Open fahadullah opened 8 years ago
Is this still an observed issue on the current version?
Running the same test routine pointed by @fahadullah with some small modifications to adequate to the new API, I've reached the same "log not found" state. At first, I thought there could be a bug on InmemStore DeleteRange(), which is the implementation of LogStore interface used on unit tests. After some time, I've came back to the test definition and I think it's equivocated.
Please correct me if I'm wrong, but the expected log index after a successfully snapshot installation, and entire log truncation, shouldn't be zero?

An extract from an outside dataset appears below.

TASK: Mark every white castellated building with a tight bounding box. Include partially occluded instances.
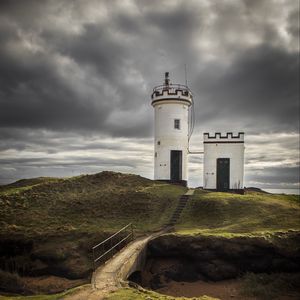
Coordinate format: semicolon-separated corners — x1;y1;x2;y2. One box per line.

Not 102 as was currently defined.
I encountered same issue on my own implementation.
In the current hashicorp/raft implementation, "log not found" may occur under unreliable network.

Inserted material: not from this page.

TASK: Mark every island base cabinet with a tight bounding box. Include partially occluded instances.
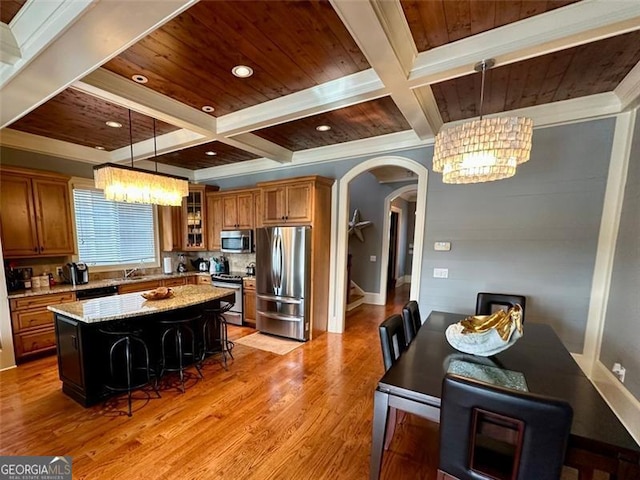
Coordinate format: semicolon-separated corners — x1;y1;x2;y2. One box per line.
54;314;106;407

So I make some modifications in the appendEntries
RPC handler.
Original:
https://github.com/hashicorp/raft/blob/185ae2ea91f09c04428c4293641db142b130a631/raft.go#L1476-L1502
After:
if args.PrevLogIndex > 0 {
lastIdx, lastTerm := rf.getLastEntry()
lastSnapshotIdx, lastSnapshotTerm := rf.getSnapshot()
var prevLogTerm uint64
if args.PrevLogIndex == lastIdx {
prevLogTerm = lastTerm
if args.PrevLogTerm != prevLogTerm && args.PrevLogIndex == lastSnapshotIdx && args.PrevLogTerm == lastSnapshotTerm {
// We only compact the log range from `firstLogIndex` to `Min(lastLogIndex, lastSnapshotIndex - trailingLogs)`.
// If `trailLogs` is not 0, the log entry on `lastSnapshotIndex` is not included in the log range to be compacted.
// And sometimes the log entry on `lastSnapshotIndex` is the last log entry, but with a different term.
// So we do this additional check
prevLogTerm = lastSnapshotTerm
}
} else if args.PrevLogIndex == lastSnapshotIdx && args.PrevLogTerm == lastSnapshotTerm {
// If there are remaining logs after the snapshot index, the `lastIdx` will be the last log index.
// Without this additional check, even if the log entry on lastSnapshotIdx == args.PrevLogIndex exists semantically;
// However, the log entry on index `lastSnapshotIdx` has been compacted, so we need to use the snapshot term as the term of compacted log on index `lastSnapshotIdx`.
prevLogTerm = lastSnapshotTerm
} else {
var prevLog LogEntry
if err := rf.logs.GetLog(args.PrevLogIndex, &prevLog); err != nil {
rf.logger.Debug("failed to get previous log",
zap.Int("receiver-id", rf.me),
zap.Uint64("previous-index", args.PrevLogIndex),
zap.Uint64("last-index", lastIdx),
zap.Error(err))
reply.NoRetryBackoff = true
return
}
prevLogTerm = prevLog.Term
}
if args.PrevLogTerm != prevLogTerm {
rf.logger.Debug("previous log term mis-match",
zap.Int("sender-id", int(args.LeaderId)),
zap.Int("receiver-id", rf.me),
zap.Uint64("ours", prevLogTerm),
zap.Uint64("remote", args.PrevLogTerm))
reply.NoRetryBackoff = true
// Find the last log that matches the term
commitIdx := rf.getCommitIndex()
conflictTerm := prevLogTerm
var idx uint64
for idx = args.PrevLogIndex - 1; idx >= commitIdx; idx-- {
var log LogEntry
if err := rf.logs.GetLog(idx, &log); err != nil {
rf.logger.Debug("failed to get log",
zap.Int("receiver-id", rf.me),
zap.Uint64("index", idx),
zap.Error(err),
)
return
}
if log.Term != conflictTerm {
break
}
}
reply.LastLog = idx
return
}
}
@slackpad Sorry for disturbing you, I guess you are the maintainer of this repo. Would like to hear your thoughts on this issue, Thx!
https://gist.github.com/fahadullah/e49a4578094f4efd7746
If TrailingLogs is set to 0 and raft node is restarted right after taking a snapshot, it tries to look up the last index but all entries were already compacted. TrailingLogs being 0 should be a valid config though a little inefficient under certain cases.